What will drive future demand for rare earth elements?
The global demand for rare earth elements (REE’s) continues to increase on an annualized basis, and electric vehicles are a significant part of that, along with wind turbines. As the world continues to face the realities of climate change - which should arguably be called a climate crisis now - the world will continue along the trajectory of replacing dependency on fossil fuels over to a greater reliance on renewables and clean and green energy, and the REE’s are an essential factor in this drive to improve the environment.
What make Monazite such an appealing mineral to possess?
Monazite is the most attractive REE mineral because monazite hosted sources typically have a higher percentage of the four rare earth elements that are essential for permanent magnet manufacture. That is specifically the case in terms of our Ashram Rare Earth Elements/Fluorspar deposit, because in our enriched zone we have very high proportion of neodymium and praseodymium (21-24+% of the total REO) which we will be mining for a significant portion of the initial 25 year mine-life.
What are the components necessary for an attractive rare earths project?
Unlike gold, copper, or nickel, grade is not the most important thing when going into production for REE’s. The type of REE mineralization is the key. Ashram averages just below 2% with significant tonnage in the current defined resource, which is broken down into 1.6 million mt measured at 1.77% REO, 27.7 million mt indicated at 1.90% REO, and 219.8 million mt inferred at 1.57% REO. That is a huge deposit, with a very attractive grade that is monazite dominant.
What are the near term goals for Commerce Resources?
Top of our list right now is the completion of the production of the samples requested by industry majors. We are looking at the completion of these samples this fall, and the delivery following. We then hope that one of those companies will find it attractive to enter into a project level investment with us on the basis of those samples, proving that we can produce a commercially marketable and viable REE concentrate sample. This would be a rare earth carbonate concentrate, that would not have any of the thorium that naturally exists in our deposit. We are in the process of stripping that out as part of the flowsheet development being completed by Hazen Research in Colorado. As for radioactive elements, we were very fortunate that we do not have any significant uranium in the deposit. There is several times more uranium in a typical granite countertop than there is in Ashram. There is a very low level of thorium at Ashram, which is common to the mineral monazite; however, its removal is well understood and the storage of it is well-regulated and safe. The amount of thorium is Ashram monazite is actually significantly less than that typically found in monazite derived from heavy mineral sand operations.
Why should rare earth elements investors put their money on Commerce?

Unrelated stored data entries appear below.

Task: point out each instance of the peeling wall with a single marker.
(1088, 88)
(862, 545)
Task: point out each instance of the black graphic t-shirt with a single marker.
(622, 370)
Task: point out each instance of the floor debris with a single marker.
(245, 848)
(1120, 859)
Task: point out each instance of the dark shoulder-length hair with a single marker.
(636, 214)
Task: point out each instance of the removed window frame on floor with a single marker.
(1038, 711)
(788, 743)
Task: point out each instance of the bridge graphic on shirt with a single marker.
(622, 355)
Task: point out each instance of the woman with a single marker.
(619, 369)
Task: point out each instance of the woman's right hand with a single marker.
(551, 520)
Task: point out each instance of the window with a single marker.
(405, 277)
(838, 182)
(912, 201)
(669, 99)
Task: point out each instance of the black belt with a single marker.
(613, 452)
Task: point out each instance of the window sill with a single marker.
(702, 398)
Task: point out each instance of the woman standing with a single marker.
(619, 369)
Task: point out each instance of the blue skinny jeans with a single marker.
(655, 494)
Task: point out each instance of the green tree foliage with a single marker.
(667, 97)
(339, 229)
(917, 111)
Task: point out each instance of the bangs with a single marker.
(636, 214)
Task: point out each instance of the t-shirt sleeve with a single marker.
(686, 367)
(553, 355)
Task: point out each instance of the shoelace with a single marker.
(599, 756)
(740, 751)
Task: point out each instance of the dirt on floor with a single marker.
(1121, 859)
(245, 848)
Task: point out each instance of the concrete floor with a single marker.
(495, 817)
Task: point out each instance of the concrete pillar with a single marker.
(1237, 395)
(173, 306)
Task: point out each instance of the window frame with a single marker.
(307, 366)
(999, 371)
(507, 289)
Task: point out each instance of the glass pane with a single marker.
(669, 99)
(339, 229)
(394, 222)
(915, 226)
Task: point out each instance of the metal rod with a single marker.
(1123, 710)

Commerce owns 100% of the Ashram Rare Earth Elements/Fluorspar deposit, which is the largest defined monazite dominant resource in North America. There are heavy mineral sand operations throughout North America, and throughout the world, where monazite may be recovered as a by-product to zircon or rutile, but Ashram is the largest defined hardrock monazite deposit in North America. Ashram is a rock type called ‘carbonatite’ which speaks to size and grade, but it also speaks to the ease of processing and lower processing costs.
There are laterites that are monazite dominant, but typically the laterites are weathered carbonatites, and the weathering process which is naturally occurring over hundreds of millions of years changes the carbonatite into something that is more challenging and costly to process. The only laterite hosted REE project that has been successfully commercialized is Lynas in Australia, and arguably they might not have gotten into production were it not for the now US$400 million invested by the Japanese government into them. There will be a few winners in the REE sector because there are so few REE projects globally that have the right fundamentals. The Ashram has all of the essential fundamentals to go into production for rare earth elements.